Getting to a consensus
In order to get to a consensus the generals decided on a PoW algorithm:
Each general works on a solution to a per-determined riddle that requires CPU work.
The first general to find the solution puts it in a block and broadcast it to all other generals together with the suggested attack time and the parent block unique ID.
Generals that got the solution check that it’s correct, store it and broadcast it to all the generals.
Once getting a valid block - If less than 2 hours passed.
- Back to A.
Else If more than 2 hours passed
Check length of chain to determine whether CPU power is enough.
Take the time that is in the last message or the time that was most popular or the time that is X blocks back – it doesn’t matter in this case.
In this way you create a sort of backward-linked list, where each message is in a block and it is linked to a single parent all the way back to the first block (Genesis).

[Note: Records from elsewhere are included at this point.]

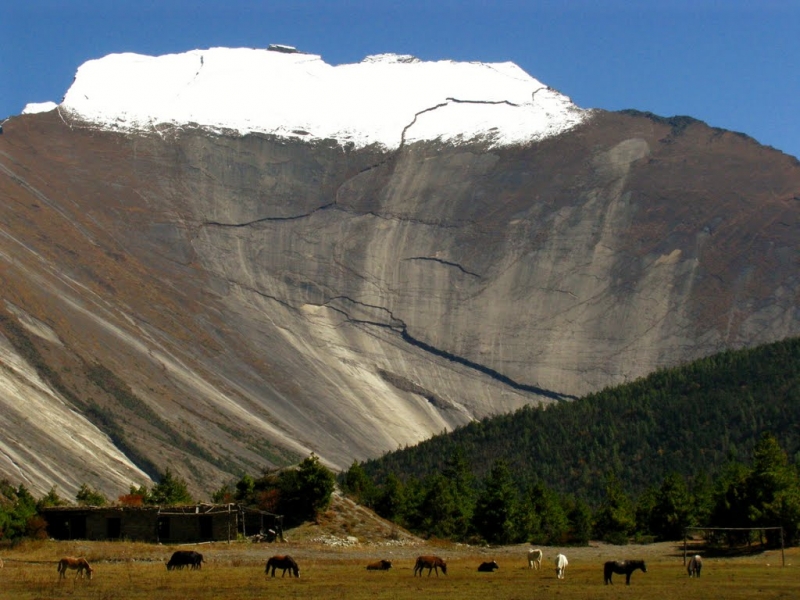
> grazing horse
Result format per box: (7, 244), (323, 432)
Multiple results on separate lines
(167, 550), (205, 571)
(367, 560), (392, 571)
(686, 554), (703, 577)
(264, 554), (300, 577)
(556, 554), (569, 579)
(603, 560), (647, 585)
(414, 556), (447, 577)
(478, 560), (500, 573)
(58, 556), (94, 579)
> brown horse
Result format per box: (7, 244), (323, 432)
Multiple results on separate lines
(58, 556), (94, 579)
(414, 556), (447, 577)
(686, 554), (703, 577)
(367, 560), (392, 571)
(264, 555), (300, 577)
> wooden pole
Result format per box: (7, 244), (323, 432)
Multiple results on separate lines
(683, 529), (686, 567)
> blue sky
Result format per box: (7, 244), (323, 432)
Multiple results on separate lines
(0, 0), (800, 157)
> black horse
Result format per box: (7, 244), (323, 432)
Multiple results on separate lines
(603, 560), (647, 585)
(264, 555), (300, 577)
(478, 560), (500, 573)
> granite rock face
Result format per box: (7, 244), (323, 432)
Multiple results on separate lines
(0, 112), (800, 497)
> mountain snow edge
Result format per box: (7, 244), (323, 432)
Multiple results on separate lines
(23, 46), (590, 150)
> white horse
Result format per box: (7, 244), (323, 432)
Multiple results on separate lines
(686, 554), (703, 577)
(556, 554), (569, 579)
(528, 548), (542, 570)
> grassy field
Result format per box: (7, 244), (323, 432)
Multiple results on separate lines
(0, 541), (800, 600)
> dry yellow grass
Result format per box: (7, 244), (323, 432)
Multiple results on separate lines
(0, 541), (800, 600)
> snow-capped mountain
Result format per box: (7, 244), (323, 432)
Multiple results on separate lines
(0, 47), (800, 497)
(53, 48), (587, 149)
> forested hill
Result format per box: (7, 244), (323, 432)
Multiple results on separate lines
(363, 338), (800, 503)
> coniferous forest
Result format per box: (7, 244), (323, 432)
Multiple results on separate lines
(340, 339), (800, 544)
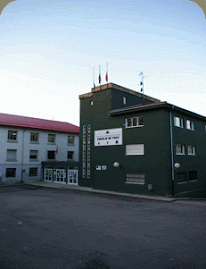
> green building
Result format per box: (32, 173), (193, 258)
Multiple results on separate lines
(79, 83), (206, 197)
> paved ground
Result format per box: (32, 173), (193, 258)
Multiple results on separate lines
(0, 186), (206, 269)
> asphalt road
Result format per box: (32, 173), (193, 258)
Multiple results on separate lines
(0, 186), (206, 269)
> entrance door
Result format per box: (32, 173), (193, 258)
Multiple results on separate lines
(54, 169), (66, 184)
(68, 169), (78, 185)
(44, 168), (52, 182)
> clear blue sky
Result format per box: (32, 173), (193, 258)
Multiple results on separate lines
(0, 0), (206, 125)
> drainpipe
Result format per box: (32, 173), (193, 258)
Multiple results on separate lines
(170, 106), (175, 197)
(21, 130), (25, 183)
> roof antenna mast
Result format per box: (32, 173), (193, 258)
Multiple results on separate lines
(138, 72), (148, 93)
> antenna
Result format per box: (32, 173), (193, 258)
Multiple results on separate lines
(138, 72), (148, 93)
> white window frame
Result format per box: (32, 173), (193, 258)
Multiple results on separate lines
(125, 144), (144, 156)
(176, 144), (185, 155)
(29, 149), (39, 162)
(6, 149), (17, 162)
(174, 116), (184, 128)
(67, 135), (75, 146)
(125, 116), (144, 128)
(30, 132), (39, 144)
(186, 120), (195, 131)
(7, 130), (18, 143)
(47, 134), (56, 144)
(187, 145), (196, 155)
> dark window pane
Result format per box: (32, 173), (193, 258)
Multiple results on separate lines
(47, 151), (55, 160)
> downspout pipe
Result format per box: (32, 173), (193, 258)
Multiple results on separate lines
(170, 106), (175, 197)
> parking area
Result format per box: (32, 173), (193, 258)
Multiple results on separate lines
(0, 185), (206, 269)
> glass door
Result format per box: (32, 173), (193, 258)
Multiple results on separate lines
(68, 170), (78, 185)
(44, 168), (52, 182)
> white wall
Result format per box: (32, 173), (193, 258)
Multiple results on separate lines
(0, 127), (79, 181)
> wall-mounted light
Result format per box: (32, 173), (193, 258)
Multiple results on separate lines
(113, 162), (119, 167)
(174, 163), (180, 169)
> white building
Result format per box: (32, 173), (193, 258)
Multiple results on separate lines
(0, 113), (79, 183)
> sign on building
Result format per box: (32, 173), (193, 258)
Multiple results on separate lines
(94, 128), (122, 147)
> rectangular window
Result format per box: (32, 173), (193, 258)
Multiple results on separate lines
(30, 132), (39, 143)
(126, 144), (144, 155)
(189, 171), (197, 181)
(176, 144), (185, 155)
(125, 116), (143, 128)
(29, 167), (38, 177)
(176, 172), (187, 183)
(174, 117), (184, 128)
(67, 135), (74, 145)
(8, 131), (18, 141)
(48, 134), (55, 143)
(67, 151), (74, 160)
(188, 145), (196, 155)
(29, 150), (38, 160)
(47, 150), (55, 160)
(6, 149), (17, 162)
(6, 168), (16, 177)
(126, 173), (145, 185)
(186, 120), (195, 130)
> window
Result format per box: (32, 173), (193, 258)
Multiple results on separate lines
(67, 151), (74, 160)
(30, 133), (39, 143)
(176, 144), (185, 155)
(188, 145), (196, 155)
(126, 144), (144, 155)
(67, 135), (74, 145)
(48, 134), (55, 143)
(189, 171), (197, 181)
(176, 172), (187, 183)
(30, 150), (38, 161)
(174, 117), (184, 128)
(8, 131), (17, 141)
(47, 150), (55, 160)
(6, 168), (16, 177)
(125, 117), (143, 128)
(29, 167), (38, 177)
(6, 149), (17, 162)
(126, 173), (145, 185)
(186, 120), (195, 130)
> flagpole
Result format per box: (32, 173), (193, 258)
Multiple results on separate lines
(93, 67), (95, 89)
(106, 63), (108, 88)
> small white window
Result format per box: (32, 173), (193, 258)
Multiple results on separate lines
(126, 144), (144, 155)
(174, 117), (184, 128)
(188, 145), (196, 155)
(126, 173), (145, 185)
(125, 116), (143, 128)
(176, 144), (185, 155)
(186, 120), (194, 130)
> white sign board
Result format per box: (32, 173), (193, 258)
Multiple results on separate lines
(94, 128), (122, 147)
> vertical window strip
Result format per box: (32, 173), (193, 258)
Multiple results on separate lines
(87, 125), (91, 178)
(82, 125), (86, 178)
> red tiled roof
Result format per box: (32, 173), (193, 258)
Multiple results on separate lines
(0, 113), (80, 134)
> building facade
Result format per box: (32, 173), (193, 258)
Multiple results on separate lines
(0, 113), (79, 183)
(79, 83), (206, 197)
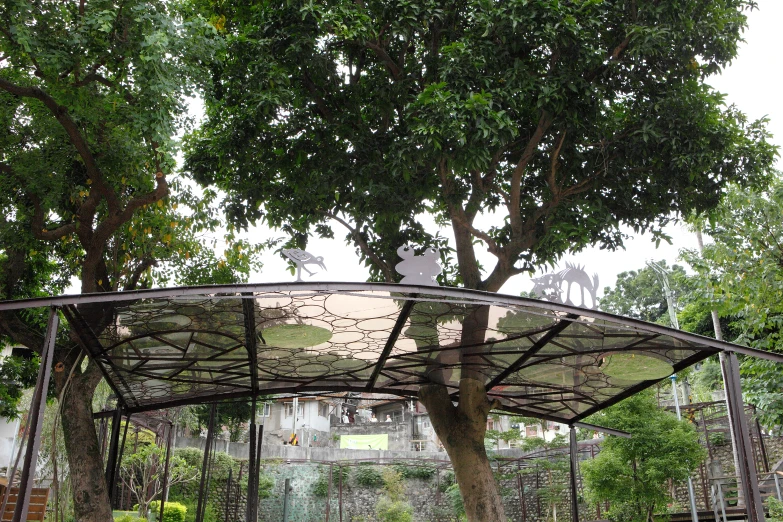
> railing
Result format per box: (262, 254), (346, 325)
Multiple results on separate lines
(710, 471), (783, 522)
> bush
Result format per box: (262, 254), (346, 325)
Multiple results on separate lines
(313, 471), (329, 498)
(440, 471), (457, 493)
(393, 463), (436, 480)
(767, 497), (783, 522)
(710, 431), (729, 446)
(353, 465), (383, 488)
(375, 497), (413, 522)
(150, 500), (188, 522)
(446, 484), (465, 520)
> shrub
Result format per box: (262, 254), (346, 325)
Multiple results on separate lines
(313, 472), (329, 498)
(353, 465), (383, 488)
(446, 484), (465, 520)
(767, 497), (783, 522)
(393, 463), (436, 480)
(440, 471), (457, 493)
(710, 431), (729, 446)
(150, 500), (188, 522)
(375, 497), (413, 522)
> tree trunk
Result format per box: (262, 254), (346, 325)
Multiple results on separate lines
(419, 378), (506, 522)
(58, 363), (113, 522)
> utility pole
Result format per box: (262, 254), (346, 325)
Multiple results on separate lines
(647, 261), (699, 522)
(696, 227), (745, 506)
(670, 374), (699, 522)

The generals can now check whether they can attack (have enough CPU power) and attack at the exact same time.
Bitcoin never solved the BGP, using the blockchain it turned the trustless channel to a trustful channel and using the PoW made it unattractive financially to cheat. As result, critics will say that Bitcoin is not a viable solution, but it’s a probabilistic real-world solution.
I hope it was clear and made sense. I write these to learn and understand blockchain tech better.
I enjoy learning about blockchain tech, even the 'old' stuff.
If you have any more interesting material please share it with me.